Quetzalcoatl, the feathered serpent, is the god of wind and learning, patron of learning and knowledge and related to the gods of arts and crafts. He was first revered in Teotihuacan, just outside modern Mexico City. In modern societies incentives for knowledge creation are frequently dependent on protection and enforcement of IP rights (Patents, Trademarks, Copyright, Designs ..). This brings us to the 2017 IP Statistics for Decision Makers conference, which took place last week in Mexico City – coincidence?

This conference brought together patent office representatives working on data (usually big), patent office economists, economists, lawyers and anyone else interested in IP statistics. The event was organised jointly by the three North American IP offices and OECD. The program included a broad range of topics – from the birth of the patent system in Venice (just before Cortez got to Mexico) to its optimisation. But one theme that loomed large at this event was digitisation, Big Data and the uses of modern analytics tools at patent offices.

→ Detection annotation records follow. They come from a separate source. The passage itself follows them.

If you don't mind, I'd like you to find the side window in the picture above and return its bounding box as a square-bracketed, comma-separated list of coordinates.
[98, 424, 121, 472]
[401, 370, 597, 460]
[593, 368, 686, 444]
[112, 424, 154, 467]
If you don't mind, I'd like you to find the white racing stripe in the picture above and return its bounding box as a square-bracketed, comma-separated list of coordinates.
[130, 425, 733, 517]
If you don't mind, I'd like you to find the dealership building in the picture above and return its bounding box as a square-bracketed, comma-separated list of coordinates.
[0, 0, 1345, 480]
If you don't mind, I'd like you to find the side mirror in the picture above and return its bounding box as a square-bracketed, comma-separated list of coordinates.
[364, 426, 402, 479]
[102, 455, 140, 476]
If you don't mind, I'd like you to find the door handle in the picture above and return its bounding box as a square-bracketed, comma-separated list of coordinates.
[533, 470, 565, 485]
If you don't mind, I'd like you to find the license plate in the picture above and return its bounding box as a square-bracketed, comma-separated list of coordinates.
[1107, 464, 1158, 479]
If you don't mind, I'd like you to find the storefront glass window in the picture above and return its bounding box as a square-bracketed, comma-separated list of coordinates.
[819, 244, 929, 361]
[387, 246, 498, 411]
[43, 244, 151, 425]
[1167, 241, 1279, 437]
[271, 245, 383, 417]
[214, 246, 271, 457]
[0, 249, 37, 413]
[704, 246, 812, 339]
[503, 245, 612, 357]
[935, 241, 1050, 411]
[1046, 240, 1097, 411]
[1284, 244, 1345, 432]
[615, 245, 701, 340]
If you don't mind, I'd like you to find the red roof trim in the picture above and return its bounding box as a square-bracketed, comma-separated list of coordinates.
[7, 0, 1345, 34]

Patent and trademark offices have increasingly been providing data to academics and their users for analysis. Such data-sets tend to be BIG: PATSTAT a dataset encompassing patent data on 90 million patents world-wide and the focus of an entire pre-conference workshop as well as a talk on a new and free linked open data version; TM-Link – a new trade mark database linking data from multiple offices and aspiring to do for marks what PATSTAT has done for patents; OECD’s latest report on the 2000 top R&D investors in the world, based on the free COR&DIP dataset. Academic users also got a look-in with their own add-ons: Rudi Bekkers presented a new database on Standard Essential Patents: the crown jewels of all firms operating in ICT industries.

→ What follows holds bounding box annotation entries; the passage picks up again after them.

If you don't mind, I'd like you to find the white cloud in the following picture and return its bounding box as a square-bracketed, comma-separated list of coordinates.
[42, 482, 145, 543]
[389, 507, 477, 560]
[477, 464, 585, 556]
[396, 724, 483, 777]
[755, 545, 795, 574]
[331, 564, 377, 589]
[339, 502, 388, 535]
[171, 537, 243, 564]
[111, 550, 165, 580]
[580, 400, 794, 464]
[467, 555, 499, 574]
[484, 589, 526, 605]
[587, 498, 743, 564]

Some IP offices are going beyond datasets by providing online tools to explore their data graphically such as USPTO’s tool to explore US patents online at patentsview.org. This is a classic dashboard and here you get a deluxe version allowing you to explore by country, use maps and explore relationships between patents!

Going beyond the provision of BIG DATAsets the very first panel of the main conference showed us how digitisation is affecting the internal work of IP offices. Once humble washing machines and state of the art semiconductors were separate inventions, and were examined by examiners with different expertise. Now the internet of things / industry 4.0 is changing all that: an examiner of a patent for a washing machine or fridge must be conversant in the legal nuances of software patents and must be able to link electrical and mechanical engineering. While digitisation is changing what our gadgets are capable of and these gadgets are feeding ever more detailed data on what we do into huge datasets, new statistical methods are being created to filter these data. These methods will also be used by offices: how long before neural networks, fed data from a representative panel of consumers, start classifying graphic trademarks for their similarity – a problem that has stumped trade mark lawyers for ever. This solution was not (yet) on the program, but we did discuss it over lunch. On day 2 Neil Thompson showed us early evidence from the race to patent the telephone (Bell v Gray): similarity of technical drawings lies at the heart of this example. Patents or trademarks, it seems that good graphical classification algorithms will have a great future at IP offices. It is unlikely that the algorithms will replace examiners any time soon: they will just make their work less boring, faster and more reliable.

One of the last talks at this event showed that digitisation isn’t all good for patent offices: where employees telecommute they learn less from each other. An ealier talk demonstrated that those companies at the forefront of the digital revolution aren’t always keen on its benefits, preferring to file submarine trademarks to hide their newest (most valuable?) product innovations.

Much more was discussed at IPSDM 2017 and even more over lunch, such as the problems of indigenous communities to protect their designs. Hard when they are hundreds of years old! Quetzalcoatl himself was the focus of a similar dispute over a mural from Teotihuacan that had ended up in San Francisco. No doubt he enjoyed the event as knowledge was being shared freely and most of us learned a great deal.

The author attended the conference to present ongoing work (Slides) on the impact of the financial crisis on R&D investment and patenting, using an earlier version of the COR&DIP data.